Rating: :yellow_circle: MEDIUM :yellow_circle: → the underlying framework and the building blocks are audited, but the deployed custom multi-token variant has no located audit scoped to it and is flagged by the provider itself as outside the audited standard.

8. Dependencies

WETH on Monad rests on canonical Ethereum WETH as its backing asset, an immutable, battle-tested contract with no admin and deep liquidity, which is the strongest possible base dependency. Its other dependencies are the two bridge verifier networks (Wormhole core and guardians, and the Axelar gateway and validators), both reputable audited production systems, and the Chainlink ETH/USD feed for pricing. Redemption to Ethereum runs through the bridge, where the Monad WETH is burned and the Ethereum escrow released, subject to the rate limit and the two of two attestation. Any guardian-governed change to a peer, rate limit, pause, or upgrade is an observable on-chain transaction, but takes effect immediately, with no timelock window.

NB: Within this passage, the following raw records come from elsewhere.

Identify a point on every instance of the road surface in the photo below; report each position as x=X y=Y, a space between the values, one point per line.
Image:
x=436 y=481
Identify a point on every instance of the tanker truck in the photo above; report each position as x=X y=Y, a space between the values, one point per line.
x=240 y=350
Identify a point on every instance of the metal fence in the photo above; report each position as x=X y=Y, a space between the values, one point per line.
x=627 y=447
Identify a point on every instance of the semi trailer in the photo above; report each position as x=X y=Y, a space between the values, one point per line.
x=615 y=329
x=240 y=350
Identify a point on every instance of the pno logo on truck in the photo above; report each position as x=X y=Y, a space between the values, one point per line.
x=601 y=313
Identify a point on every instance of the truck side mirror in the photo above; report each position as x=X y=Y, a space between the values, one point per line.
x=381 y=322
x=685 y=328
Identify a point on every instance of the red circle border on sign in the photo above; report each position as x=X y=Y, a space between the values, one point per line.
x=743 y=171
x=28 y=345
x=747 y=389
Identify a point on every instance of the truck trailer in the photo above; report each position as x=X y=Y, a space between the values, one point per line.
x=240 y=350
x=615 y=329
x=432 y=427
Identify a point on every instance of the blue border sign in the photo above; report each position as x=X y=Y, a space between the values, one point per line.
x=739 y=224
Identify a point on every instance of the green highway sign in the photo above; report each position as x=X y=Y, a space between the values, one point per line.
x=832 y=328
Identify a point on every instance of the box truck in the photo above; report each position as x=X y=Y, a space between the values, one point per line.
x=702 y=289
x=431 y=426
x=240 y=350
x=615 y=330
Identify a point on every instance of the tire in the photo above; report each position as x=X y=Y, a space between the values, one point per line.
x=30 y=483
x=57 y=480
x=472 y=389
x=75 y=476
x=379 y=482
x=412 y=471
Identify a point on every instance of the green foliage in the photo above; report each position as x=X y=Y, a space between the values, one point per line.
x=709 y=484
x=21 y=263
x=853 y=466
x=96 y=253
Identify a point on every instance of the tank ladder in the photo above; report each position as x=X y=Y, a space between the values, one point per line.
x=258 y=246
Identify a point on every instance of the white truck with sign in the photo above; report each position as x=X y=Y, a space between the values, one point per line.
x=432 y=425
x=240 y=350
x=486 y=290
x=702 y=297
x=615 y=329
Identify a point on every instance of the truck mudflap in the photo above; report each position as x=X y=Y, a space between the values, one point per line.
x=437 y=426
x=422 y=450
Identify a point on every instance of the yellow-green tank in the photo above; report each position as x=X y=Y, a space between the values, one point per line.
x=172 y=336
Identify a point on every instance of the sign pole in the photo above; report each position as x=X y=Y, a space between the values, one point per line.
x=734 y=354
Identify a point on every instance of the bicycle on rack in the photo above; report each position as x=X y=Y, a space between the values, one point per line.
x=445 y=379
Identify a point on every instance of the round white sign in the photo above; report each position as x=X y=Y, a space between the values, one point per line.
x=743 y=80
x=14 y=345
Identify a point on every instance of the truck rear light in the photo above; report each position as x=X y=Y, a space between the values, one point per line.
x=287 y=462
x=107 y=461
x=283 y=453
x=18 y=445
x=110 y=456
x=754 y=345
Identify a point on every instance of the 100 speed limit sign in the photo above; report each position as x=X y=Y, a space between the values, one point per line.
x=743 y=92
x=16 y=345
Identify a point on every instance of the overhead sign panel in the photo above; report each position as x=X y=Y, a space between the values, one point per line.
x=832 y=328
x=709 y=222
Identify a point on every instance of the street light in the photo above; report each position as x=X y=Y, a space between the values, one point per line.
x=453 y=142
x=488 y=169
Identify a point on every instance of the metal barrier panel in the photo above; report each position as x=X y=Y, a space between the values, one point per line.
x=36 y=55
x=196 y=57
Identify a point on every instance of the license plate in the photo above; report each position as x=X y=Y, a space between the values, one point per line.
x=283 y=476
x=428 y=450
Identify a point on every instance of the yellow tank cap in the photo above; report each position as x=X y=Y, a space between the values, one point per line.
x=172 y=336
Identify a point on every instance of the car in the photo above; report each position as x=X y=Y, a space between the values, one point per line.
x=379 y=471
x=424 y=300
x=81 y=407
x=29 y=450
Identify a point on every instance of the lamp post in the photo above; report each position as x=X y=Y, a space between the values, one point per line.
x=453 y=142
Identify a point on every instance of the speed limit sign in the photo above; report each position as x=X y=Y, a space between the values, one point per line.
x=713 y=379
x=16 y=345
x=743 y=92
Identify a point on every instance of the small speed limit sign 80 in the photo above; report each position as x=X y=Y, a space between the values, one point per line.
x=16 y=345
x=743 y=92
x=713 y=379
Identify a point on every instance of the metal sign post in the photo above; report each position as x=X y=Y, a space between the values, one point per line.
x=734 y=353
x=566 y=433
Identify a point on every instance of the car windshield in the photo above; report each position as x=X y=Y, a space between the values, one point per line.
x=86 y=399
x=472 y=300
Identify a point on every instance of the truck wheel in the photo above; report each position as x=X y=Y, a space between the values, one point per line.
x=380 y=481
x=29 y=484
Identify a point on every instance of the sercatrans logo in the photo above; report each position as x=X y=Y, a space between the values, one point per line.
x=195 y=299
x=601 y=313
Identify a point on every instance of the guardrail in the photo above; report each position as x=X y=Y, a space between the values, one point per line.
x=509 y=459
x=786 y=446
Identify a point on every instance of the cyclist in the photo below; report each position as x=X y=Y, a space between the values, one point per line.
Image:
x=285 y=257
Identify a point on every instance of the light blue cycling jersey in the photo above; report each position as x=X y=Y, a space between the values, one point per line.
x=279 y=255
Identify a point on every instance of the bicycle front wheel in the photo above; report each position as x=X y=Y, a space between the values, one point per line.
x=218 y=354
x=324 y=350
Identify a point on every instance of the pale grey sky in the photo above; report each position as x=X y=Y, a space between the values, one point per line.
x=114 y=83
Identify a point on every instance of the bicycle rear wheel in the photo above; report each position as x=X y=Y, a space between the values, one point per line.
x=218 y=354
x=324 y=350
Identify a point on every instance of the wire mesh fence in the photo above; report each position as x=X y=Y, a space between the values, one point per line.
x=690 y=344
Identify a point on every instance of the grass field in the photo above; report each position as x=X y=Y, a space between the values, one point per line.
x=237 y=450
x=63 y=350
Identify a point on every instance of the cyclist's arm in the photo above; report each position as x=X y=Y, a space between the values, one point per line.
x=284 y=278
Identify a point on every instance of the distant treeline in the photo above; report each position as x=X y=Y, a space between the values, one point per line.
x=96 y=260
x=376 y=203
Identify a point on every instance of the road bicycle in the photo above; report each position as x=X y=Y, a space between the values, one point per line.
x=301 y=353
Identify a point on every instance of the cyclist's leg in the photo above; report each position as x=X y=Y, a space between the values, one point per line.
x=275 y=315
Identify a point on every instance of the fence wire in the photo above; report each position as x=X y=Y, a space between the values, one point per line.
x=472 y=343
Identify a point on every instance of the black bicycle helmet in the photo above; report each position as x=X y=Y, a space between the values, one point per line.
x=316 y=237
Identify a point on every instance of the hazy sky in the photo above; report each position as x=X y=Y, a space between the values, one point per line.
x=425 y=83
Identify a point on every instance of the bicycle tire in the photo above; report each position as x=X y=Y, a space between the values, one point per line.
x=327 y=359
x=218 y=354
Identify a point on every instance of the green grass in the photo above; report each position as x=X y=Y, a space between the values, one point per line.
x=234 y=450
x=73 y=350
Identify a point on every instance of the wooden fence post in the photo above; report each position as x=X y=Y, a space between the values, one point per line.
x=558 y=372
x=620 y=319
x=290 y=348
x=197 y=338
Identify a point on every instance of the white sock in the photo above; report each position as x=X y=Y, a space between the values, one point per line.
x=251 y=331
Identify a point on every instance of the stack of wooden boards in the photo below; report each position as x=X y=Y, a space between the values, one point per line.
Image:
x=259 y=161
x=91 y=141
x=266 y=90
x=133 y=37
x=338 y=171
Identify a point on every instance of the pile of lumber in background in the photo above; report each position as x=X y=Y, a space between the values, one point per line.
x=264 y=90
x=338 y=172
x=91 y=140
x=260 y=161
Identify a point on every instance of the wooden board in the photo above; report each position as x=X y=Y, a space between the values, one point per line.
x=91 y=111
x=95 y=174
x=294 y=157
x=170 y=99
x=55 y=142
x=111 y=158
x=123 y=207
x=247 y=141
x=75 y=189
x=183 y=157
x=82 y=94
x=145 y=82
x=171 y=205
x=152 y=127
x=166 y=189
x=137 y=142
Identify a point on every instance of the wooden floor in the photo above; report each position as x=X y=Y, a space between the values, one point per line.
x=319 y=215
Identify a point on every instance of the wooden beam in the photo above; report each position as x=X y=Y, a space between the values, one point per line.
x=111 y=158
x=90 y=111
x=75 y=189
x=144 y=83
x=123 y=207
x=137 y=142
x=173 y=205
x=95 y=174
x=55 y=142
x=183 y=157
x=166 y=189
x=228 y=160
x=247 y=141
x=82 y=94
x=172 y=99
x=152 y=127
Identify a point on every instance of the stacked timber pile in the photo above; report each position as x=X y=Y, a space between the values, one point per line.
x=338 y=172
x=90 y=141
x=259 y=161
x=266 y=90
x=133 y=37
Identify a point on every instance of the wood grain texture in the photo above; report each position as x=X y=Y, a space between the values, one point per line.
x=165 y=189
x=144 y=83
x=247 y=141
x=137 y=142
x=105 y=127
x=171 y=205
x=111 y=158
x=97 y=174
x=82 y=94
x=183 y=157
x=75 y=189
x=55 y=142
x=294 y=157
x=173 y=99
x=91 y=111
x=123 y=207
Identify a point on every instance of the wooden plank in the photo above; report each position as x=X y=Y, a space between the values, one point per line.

Rating: :yellow_circle: MEDIUM :yellow_circle: → the base asset is excellent and the dependencies are reputable audited systems, but the bridge’s verifier and governance dependencies carry no on-chain timelock.

9. Summary

Findings table

Area Key finding Rating
0. Pre-screening Verified ERC-1967 proxy at 0xEE8c0E9f…1242; single registered WETH on Monad, bridged via the Monad Native Bridge; token implementation has not rotated, but no audit is scoped to the deployed implementations. Good
1. ERC20 Standard OpenZeppelin ERC20 with 18 decimals plus EIP-2612 permit; returns bool, no fee on transfer, no rebase, no hooks, no flash mint, no transfer restrictions; mint restricted to the bridge manager. Good
2. Oracle Live Chainlink ETH/USD feed on Monad (8 decimals, 1-hour heartbeat, Low Market Pricing Risk, fresh when read); prices WETH directly. Good
3. Access control Token has only a single minter (the bridge manager) and no owner, pauser, or blacklist; mint gated by two of two attestation, burn is holder-scoped; manager, transceivers, and transport are upgradeable by one guardian-governed module with no on-chain timelock. Medium
4. Exchange rate / yield Not yield-bearing; one to one bridged representation of Ethereum WETH; no exchange rate, no accrual, no CAPO requirement. N/A
5. Token architecture Single supply entry point (the bridge manager); supply bounded by two of two attestation and a refilling rate limit; no delegatecall, no tx.origin, no duplicate supply path. Good
6. Bridge and cross-chain Custom multi-token Wormhole NTT variant plus an Axelar transceiver, two of two verifiers, single live route Monad to Ethereum, escrow fully collateralises Monad supply; admin guardian-rooted, no timelock. Medium
7. Audit and security Standard single-token NTT framework and the Wormhole, Axelar, and Chainlink building blocks are audited; the deployed custom multi-token variant has no located audit scoped to it and is flagged by the provider as outside the audited standard. Medium
8. Dependencies Canonical Ethereum WETH (immutable, deep liquidity) as backing, Wormhole and Axelar as verifiers, Chainlink for pricing; redemption via the bridge; guardian-governed changes are observable but take effect with no timelock. Medium

Disclaimer

Aave Labs has no formal or informal affiliation with Monad, Wormhole, Axelar, or the WETH issuer beyond this technical assessment. Aave Labs has not been compensated by any of these parties or any related party in connection with this work.